The problems for the plaintiff's counsel began with their first witness. Attorney Michael Padden questioned a man who was standing a few hundred feet away from where Fong Lee and his friends were riding their bikes. The witness said the police car driven by Officer Jason Andersen pulled up close behind Lee's bicycle and then ran into it, causing Lee to fall.
But he later admitted making a mistake after he was shown security camera footage which showed that the police car never hit Lee.
Padden ended the first day of the trial by flashing a picture of Lee's bloody corpse on the courtroom monitors. The photo had not been properly entered as evidence and Padden showed the picture with little warning. The photo caused an uproar in the courtroom. There were gasps and sobs from members of Lee's family.

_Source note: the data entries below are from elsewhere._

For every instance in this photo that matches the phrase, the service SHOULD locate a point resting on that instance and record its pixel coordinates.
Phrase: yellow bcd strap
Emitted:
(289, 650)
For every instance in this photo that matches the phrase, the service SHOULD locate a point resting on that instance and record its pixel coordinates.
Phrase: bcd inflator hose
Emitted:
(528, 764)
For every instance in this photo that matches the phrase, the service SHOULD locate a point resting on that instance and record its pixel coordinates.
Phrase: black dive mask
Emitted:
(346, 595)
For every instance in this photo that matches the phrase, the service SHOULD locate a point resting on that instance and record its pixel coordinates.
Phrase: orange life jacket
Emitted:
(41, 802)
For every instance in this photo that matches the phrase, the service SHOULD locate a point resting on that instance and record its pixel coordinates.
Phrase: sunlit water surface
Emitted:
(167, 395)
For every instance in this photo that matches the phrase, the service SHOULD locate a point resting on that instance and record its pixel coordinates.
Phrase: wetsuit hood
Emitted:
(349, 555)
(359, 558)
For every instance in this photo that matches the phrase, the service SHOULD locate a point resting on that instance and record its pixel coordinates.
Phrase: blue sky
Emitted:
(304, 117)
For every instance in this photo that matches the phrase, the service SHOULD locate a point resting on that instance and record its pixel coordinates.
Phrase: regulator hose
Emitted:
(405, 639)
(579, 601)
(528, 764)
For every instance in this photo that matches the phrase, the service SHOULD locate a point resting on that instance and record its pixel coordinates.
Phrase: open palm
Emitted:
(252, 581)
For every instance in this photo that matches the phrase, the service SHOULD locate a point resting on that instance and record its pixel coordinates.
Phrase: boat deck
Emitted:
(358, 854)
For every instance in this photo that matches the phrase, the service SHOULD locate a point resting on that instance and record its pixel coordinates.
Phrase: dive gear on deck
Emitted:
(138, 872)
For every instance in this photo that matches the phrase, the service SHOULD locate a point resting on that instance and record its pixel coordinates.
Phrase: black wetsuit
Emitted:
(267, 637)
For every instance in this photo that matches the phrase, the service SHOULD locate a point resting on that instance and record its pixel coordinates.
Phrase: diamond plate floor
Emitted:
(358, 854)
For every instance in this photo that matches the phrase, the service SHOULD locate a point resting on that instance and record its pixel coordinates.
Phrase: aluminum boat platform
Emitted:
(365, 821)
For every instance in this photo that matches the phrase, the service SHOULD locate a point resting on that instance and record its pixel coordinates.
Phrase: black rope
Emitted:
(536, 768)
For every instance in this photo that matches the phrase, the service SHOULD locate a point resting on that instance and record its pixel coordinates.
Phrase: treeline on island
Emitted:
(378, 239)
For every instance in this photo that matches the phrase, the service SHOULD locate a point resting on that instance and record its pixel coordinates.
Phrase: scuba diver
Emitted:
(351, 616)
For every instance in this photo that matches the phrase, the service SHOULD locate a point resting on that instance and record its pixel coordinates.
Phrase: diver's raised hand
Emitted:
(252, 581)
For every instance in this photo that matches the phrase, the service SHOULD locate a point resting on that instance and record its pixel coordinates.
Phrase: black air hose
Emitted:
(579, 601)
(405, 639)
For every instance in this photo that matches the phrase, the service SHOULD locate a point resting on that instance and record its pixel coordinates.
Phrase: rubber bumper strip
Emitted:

Padden apologized, but Judge Paul Magnuson scolded him. The next morning, Magnuson threatened to grant a mistrial if the plaintiffs counsel pulled anymore of what the judge called 'stunts.'
Later that day, Padden grappled with the accused officer, Jason Andersen. Andersen is the only known living eye-witness to the shooting. And on the stand he budged only slightly from what he's said in pre-trial depositions. Andersen's partner that night, State Trooper Craig Benz, also testified that Fong Lee had a gun and ran when the officers told him to put it down.
A gun was found near Lee's body, but the path it took to get there was the subject of some confusing testimony. And some jurors appeared glassy-eyed as they tried to follow along.
The gun didn't have any trace evidence on it that could tie it to Lee. And plaintiff's attorney Padden sounded incredulous as he asked police forensic scientists how it could be possible that there were no fingerprints or smudges on the weapon. There was a lot of blood at the scene and Padden asked the scientists if they thought it was unusual that no blood or fingerprints were found on the gun. They said no.
The family's lawyer also called an expert witness - an ex-cop from Arizona - Philip Corrigan to offer his opinion on Andersen's performance and use of force. The witness said Andersen did use excessive force, but Minneapolis city attorney Jim Moore left Corrigan's credibility in tatters. He got Corrigan to admit that he was unfamiliar with the 20-year-old case law affecting the current standard for use of force.